PDA

View Full Version : TOMBOY (Céline Sciamma 2011)



Chris Knipp
11-23-2011, 01:44 PM
This opened for a week's run at Film Forum in New York. Hopefully it will go to other US locations. A good film, and a treatment of a tricky subject with a delicacy you might not find in a US filmmaker. Just reprinting my short freview from Paris May 2011. Sciamma is one to watch.

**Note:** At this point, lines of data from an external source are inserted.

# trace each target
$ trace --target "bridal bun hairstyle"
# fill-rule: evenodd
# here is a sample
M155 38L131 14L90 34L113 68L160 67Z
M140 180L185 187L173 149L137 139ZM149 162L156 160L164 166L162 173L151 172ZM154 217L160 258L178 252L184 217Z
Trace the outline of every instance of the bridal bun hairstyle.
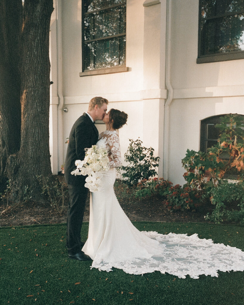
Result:
M112 108L109 111L109 123L110 124L113 122L113 127L115 129L118 129L124 125L127 120L128 115L124 111L120 111L117 109Z

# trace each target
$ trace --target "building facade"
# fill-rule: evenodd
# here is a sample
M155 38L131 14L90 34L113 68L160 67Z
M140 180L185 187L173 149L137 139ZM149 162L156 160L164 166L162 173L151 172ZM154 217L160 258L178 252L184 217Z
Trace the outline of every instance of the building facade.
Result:
M129 139L139 137L160 157L159 176L184 183L181 160L188 148L199 150L201 122L231 113L244 115L242 2L234 8L230 3L234 15L222 7L214 14L211 10L218 0L211 7L211 2L203 0L111 0L105 2L111 2L109 8L86 8L82 1L54 1L50 48L53 174L64 162L65 142L74 123L87 110L92 98L101 96L109 101L108 109L128 114L127 125L119 131L122 157ZM119 12L119 20L110 20L109 9ZM219 12L224 11L228 12L223 17L224 28L235 24L238 28L223 38L219 21L223 15ZM238 20L233 21L233 16ZM106 25L99 18L106 20L107 29L96 36L96 29ZM219 39L225 41L221 41L221 48L216 42L220 31ZM215 38L207 39L213 33ZM225 45L231 35L235 41L228 43L230 50ZM112 63L106 66L102 57L109 46ZM99 131L105 129L102 124L96 126Z

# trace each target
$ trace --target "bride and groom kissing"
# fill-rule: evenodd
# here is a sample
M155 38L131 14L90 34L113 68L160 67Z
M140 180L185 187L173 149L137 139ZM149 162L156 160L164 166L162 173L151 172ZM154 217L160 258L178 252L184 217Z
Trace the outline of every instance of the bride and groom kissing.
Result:
M67 219L66 246L70 258L92 260L92 267L109 271L112 267L130 274L155 271L184 278L187 274L217 276L217 271L243 271L244 252L239 249L214 244L197 234L141 231L131 223L120 205L113 191L116 168L121 164L118 130L127 115L111 109L108 101L96 97L89 103L87 112L75 122L70 132L64 165L70 196ZM102 120L106 130L99 135L94 123ZM103 173L101 189L91 193L88 237L81 240L88 188L85 176L71 174L76 160L84 160L85 149L96 145L106 150L109 169ZM203 255L203 253L204 255Z

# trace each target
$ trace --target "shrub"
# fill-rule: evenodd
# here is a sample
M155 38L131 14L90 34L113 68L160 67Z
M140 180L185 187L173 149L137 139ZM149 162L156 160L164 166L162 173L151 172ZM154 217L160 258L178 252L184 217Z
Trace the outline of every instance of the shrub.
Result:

http://klrob.files.wordpress.com/2011/04/tomboy.jpg

TOMBOY (Céline Sciamma 2011) Sciamma's 2007 debut Water Lilies/Naissance de pieuvres (http://www.filmleaf.net/showthread.php?2265-San-Francisco-International-Film-Festival-2008/page2&s=&postid=20073#post20073)) was a sensitive study of issues of competition and sexuality faced by adolescent girls; it may look even stronger in contrast with the more ambitious but less suble similar film She Monkeys (http://www.chrisknipp.com/writing/viewtopic.php?f=1&t=1758) (Lisa Aschan 2011), from Sweden, a prizewinner at this year's Tribeca. TOMBOY focuses on a younger girl, Laure (Zoé Héran), who wants to be a boy. When her family is in a new place she tells the kids her name is Mikaël and she fashions a penis of modeling clay to make a bikini bathing suit realisticly male. She loves rough play and is good at games. She gets on fine with her kindly dad and pregnant mom and very feminine younger sister Jeanne (a charming, hilarious Malonn Lévana) but she is cruising for trouble with her pretense, especially when Lisa (Jeanne Disson) befriends her and thinks she's a potential beau. Sciamma excels at filming the neighborhood kids at play and the interchanges with Jeanne; the parents are poorly developed. It's all in the casting: Zoé Héran is wonderful in the lead role. You have only to look at her: she's a girl, but she could be a boy, and you love her even as you are troubled with her gender issues. Despite weaknesses, this is a brilliant movie that, like its predecessor, is deceptively low-keyed but actually bold, perceptive, and original.